Britten intime au Théâtre de l’Athénée
La composition de ces cinq Canticles, qui s’échelonnent sur près de trente années (de 1947 à 1974), témoignent indéniablement de l’évolution stylistique de l’œuvre de Benjamin Britten. S’appuyant sur des textes ou poèmes d’auteurs fort différents les uns des autres, ils alternent des écrits sacrés comme d’après le Cantique des Cantiques pour le premier (My beloved is mine and I am his) ou profanes (comme le quatrième Cantique, The Journey of the Magi de T. S. Eliot), tout en proposant une instrumentation différente et adaptée à chaque morceau. Ces derniers peuvent être assimilés par leur relative brièveté à des mini-oratorios. De fait, l’unité d’ensemble repose sur la profonde spiritualité qui imprègne chaque opus et par la présence en soliste principal d’un ténor. Afin de parfaire la mise en lumière de ces Cantiques et dans le souci d’une évolution plus strictement dramaturgique, les interprètes ont choisi de modifier l’ordre des Cantiques.
Le 2ème Cantique Abraham and Isaac vient ainsi clore la soirée dans la plus grande et spectaculaire profondeur, les voix de ténor et de contre-ténor (ou contralto) s’y épanouissant le plus pleinement : créé en 1952 par Peter Pears et la contralto Kathleen Ferrier, ce dialogue bouleversant entre Abraham et son fils autour du sacrifice que Dieu exige du père associe en osmose les deux voix réunies. Il s’agit ce soir de celles du ténor Allan Clayton et du contre-ténor Christopher Lowrey. Celui-ci possède une voix lumineuse et très claire de timbre, souple et d’une tenue exemplaire. Tout autant que son partenaire, il fait preuve d’une émotion à fleur de peau et constamment palpable par l’auditeur.

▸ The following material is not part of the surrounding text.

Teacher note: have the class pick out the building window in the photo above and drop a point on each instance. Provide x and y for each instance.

Le premier cantique, pour piano et ténor, et son interprète de la soirée, demeurent pleinement en place : remarquable interprète de Peter Grimes encore tout récemment à l’Opéra Garnier (notre compte-rendu), Allan Clayton révèle une voix radieuse et claire, saisissante par son engagement, large aussi mais capable de s’alléger presque jusqu’au murmure sans pour autant perdre de sa luminosité et de son impact (même lorsque l’artiste intervient depuis la coulisse). Ses interventions témoignent d’une sensibilité toute spécifique à cette écriture et au message qu’elle propose.
Pour le 3ème Cantique, Still falls the rain, ils sont rejoints par le corniste émérite Richard Watkins, tandis que la harpiste Olivia Jageurs accompagne en solo de merveilles Allan Clayton dans The Death of Saint Narcissus, 5ème et dernier opus des Canticles (créé en 1974 par le ténor et compagnon de vie de Benjamin Britten, Peter Pears). Le 4ème Cantique associe au piano le ténor avec baryton -ici George Humphreys à la voix autoritaire et parfaitement projetée- et contre-ténor, ce dernier type de voix se trouvant très présente dans l’œuvre générale du compositeur (une nouvelle occasion de pleurer le récemment disparu James Bowman).

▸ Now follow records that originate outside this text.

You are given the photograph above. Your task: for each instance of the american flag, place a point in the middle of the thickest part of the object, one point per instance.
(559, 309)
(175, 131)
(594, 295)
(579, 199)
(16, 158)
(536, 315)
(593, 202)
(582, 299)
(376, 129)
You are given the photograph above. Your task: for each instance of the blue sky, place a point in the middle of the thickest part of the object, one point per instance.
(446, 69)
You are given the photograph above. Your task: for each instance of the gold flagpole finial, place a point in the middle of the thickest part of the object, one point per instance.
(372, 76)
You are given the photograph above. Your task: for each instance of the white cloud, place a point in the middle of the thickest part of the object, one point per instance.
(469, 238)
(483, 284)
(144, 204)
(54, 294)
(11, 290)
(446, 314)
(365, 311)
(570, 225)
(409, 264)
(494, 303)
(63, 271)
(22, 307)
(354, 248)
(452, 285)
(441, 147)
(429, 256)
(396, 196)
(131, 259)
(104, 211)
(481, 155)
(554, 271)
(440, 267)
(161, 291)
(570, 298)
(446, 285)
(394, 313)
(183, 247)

Au piano, Julius Drake déploie ces mêmes qualités d’authenticité, mais aussi de précision et de générosité. Ponctuant la soirée de la lecture de textes anglais en corrélation avec les Canticles, la comédienne anglaise de théâtre, Dame Harriet Walter apporte un lustre encore plus particulier à cette soirée. Le public français la connaît notamment par ses interprétations au sein de séries télévisées anglaises fort populaires, The Crown (Lady Churchill) et bien entendu Downton Abbey (Lady Prudence Shackleton).
Le public du Théâtre de l’Athénée, manifestement placé sous le coup de l’émotion, met un bon moment avant de réagir par des applaudissements fournis, puis en rappelant avec insistance et à plusieurs reprises l’ensemble des interprètes de cette fort belle soirée.